Alex Constantine - September 22, 2010

Paula Duffy
Huliq | September 22, 2010

cnn - CNN Accused of Covering Up Alleged War CrimeMichael Ware, former CNN war correspondent has decided to open up about decisions made by the network, not to broadcast certain footage from Afghanistan and Iraq battle zones. He maintains that what he views as a war crime was covered up.

Ware is no longer working for CNN after four years of battle-scarred reporting that put him in harm's way too many times to recount. He had already been in the war zone for five years, working for Time magazine. He suffers from post-traumatic stress disorder, and it's no wonder when you watch what he did day in and day out.

One particular incident that didn't make it to Americans' living rooms occurred in 2007, right in front of Ware. He went on the record for an Australian produced two-part television special, "Australian Story", chronicling his nine years overseas. It involved an alleged 2007 shooting of an Iraqi teenager.

Michael Ware's Iraqi aides captured and tortured for helping him

According to Ware, the youth was carrying a weapon to defend himself, in a village run by al-Qaeda and was shot in the back of the head by U.S. forces. His crew was filming as the boy came into view.

"(The boy) approached the house we were in and the (US) soldiers who were watching our backs, one of them put a bullet right in the back of his head. Unfortunately it didn't kill him," he tells Australian Story. "We all spent the next 20 minutes listening to his tortured breath as he died."

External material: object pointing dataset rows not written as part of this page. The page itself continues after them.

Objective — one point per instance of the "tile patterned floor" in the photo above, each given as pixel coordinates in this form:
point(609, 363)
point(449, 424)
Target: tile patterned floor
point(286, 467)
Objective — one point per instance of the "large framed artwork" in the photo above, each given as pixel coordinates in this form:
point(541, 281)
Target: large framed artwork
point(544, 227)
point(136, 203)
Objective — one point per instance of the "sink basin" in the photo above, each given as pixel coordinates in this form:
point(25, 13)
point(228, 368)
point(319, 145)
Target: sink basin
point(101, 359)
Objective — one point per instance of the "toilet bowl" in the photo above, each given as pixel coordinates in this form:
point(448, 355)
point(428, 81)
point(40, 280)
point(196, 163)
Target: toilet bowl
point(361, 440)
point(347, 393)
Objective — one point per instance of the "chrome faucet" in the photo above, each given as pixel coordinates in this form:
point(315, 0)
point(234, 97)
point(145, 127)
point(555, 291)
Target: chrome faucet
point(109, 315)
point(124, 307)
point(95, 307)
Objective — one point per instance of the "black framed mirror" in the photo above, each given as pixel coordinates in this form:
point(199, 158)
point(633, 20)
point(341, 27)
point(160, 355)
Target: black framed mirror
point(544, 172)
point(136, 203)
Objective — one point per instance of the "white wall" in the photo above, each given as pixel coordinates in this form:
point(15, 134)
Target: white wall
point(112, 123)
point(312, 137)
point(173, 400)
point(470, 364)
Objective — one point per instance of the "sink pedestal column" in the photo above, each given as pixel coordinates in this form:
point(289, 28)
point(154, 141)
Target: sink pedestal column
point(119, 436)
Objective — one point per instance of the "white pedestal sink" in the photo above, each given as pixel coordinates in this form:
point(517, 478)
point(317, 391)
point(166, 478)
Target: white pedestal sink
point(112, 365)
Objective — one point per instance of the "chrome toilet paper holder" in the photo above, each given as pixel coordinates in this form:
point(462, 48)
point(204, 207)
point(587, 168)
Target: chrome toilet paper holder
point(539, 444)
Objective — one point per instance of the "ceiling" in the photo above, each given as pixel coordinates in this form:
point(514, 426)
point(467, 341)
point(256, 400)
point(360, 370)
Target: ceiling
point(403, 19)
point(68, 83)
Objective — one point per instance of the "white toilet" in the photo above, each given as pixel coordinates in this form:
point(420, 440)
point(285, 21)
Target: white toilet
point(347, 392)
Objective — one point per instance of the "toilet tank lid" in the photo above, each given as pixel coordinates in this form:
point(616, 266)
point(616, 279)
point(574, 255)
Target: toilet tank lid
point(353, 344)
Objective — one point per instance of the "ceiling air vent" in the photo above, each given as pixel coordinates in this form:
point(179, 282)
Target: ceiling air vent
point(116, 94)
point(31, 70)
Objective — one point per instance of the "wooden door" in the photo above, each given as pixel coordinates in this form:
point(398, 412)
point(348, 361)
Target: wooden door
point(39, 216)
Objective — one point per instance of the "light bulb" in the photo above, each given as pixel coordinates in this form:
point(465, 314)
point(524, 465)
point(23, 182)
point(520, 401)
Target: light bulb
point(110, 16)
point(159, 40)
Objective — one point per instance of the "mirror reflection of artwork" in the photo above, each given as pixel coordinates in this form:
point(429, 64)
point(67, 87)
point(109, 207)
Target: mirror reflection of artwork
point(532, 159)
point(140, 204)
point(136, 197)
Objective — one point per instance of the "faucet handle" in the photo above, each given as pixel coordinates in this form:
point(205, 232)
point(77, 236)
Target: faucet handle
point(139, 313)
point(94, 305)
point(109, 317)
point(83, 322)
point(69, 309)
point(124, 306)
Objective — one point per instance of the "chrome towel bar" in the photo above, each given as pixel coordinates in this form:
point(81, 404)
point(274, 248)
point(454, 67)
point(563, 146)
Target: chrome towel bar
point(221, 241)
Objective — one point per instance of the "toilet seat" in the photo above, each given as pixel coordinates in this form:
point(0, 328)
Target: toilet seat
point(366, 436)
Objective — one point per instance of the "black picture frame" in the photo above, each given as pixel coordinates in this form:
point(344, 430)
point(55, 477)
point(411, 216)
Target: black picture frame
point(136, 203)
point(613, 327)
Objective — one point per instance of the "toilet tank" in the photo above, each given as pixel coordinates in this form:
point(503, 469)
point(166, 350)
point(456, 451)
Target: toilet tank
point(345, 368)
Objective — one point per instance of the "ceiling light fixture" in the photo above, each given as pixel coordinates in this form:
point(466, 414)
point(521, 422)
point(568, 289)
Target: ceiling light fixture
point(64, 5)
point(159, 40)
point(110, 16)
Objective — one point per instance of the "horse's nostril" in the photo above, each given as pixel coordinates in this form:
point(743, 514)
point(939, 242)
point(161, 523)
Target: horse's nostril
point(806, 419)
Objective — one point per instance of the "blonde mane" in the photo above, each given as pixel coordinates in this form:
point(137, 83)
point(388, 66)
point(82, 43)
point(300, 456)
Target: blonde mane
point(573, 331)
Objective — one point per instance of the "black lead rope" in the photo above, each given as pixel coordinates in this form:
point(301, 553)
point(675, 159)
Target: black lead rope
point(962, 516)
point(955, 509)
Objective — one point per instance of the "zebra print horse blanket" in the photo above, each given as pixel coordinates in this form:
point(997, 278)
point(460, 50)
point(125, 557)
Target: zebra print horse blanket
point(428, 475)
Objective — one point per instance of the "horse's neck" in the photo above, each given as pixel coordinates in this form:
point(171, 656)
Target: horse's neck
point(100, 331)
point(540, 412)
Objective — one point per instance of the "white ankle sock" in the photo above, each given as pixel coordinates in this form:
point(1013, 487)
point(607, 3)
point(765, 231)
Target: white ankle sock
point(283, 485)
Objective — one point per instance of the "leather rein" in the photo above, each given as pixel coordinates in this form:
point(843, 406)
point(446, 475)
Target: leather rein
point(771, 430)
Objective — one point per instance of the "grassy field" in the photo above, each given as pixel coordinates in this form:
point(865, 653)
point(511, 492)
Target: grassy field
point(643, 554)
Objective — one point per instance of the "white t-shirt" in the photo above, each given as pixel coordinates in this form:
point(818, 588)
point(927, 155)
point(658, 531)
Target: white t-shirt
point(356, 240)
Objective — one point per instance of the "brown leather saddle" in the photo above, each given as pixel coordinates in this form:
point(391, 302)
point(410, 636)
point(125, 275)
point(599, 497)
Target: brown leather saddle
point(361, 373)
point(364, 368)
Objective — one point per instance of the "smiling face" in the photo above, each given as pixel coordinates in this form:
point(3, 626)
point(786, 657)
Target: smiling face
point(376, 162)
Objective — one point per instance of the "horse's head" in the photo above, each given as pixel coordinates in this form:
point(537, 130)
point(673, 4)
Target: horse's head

CNN refused to air his video and it put Ware in what he describes as a terrible moral dilemma. He alleges the incident was ‘‘technically’’ a breach of the Geneva Convention or ‘‘a small war crime if there's such a thing’’. He has shown the tape to other war correspondents, at least one of which spoke with the Australian producers of the TV program. The footage is owned by CNN who refuses to air it.

One of the terrible things the journalist had to live with was the capture and torture of Iraqi citizens, who worked as his aides in the broadcast crew. They were eventually released but the guilt haunts him to this day. He claims that Iraqis had a "death sentence" placed on them if they were found to have assisted CNN or him in any way. It is abundantly clear that Ware suffers from PSTD and one has to view his allegations with that in mind.

Obviously CNN is entitled to make editorial decisions about what is proper or too inflammatory for viewing, but it is the position of Michael Ware, that the network was pressured not to undermine the war effort. The television special will air in Australian on September 23.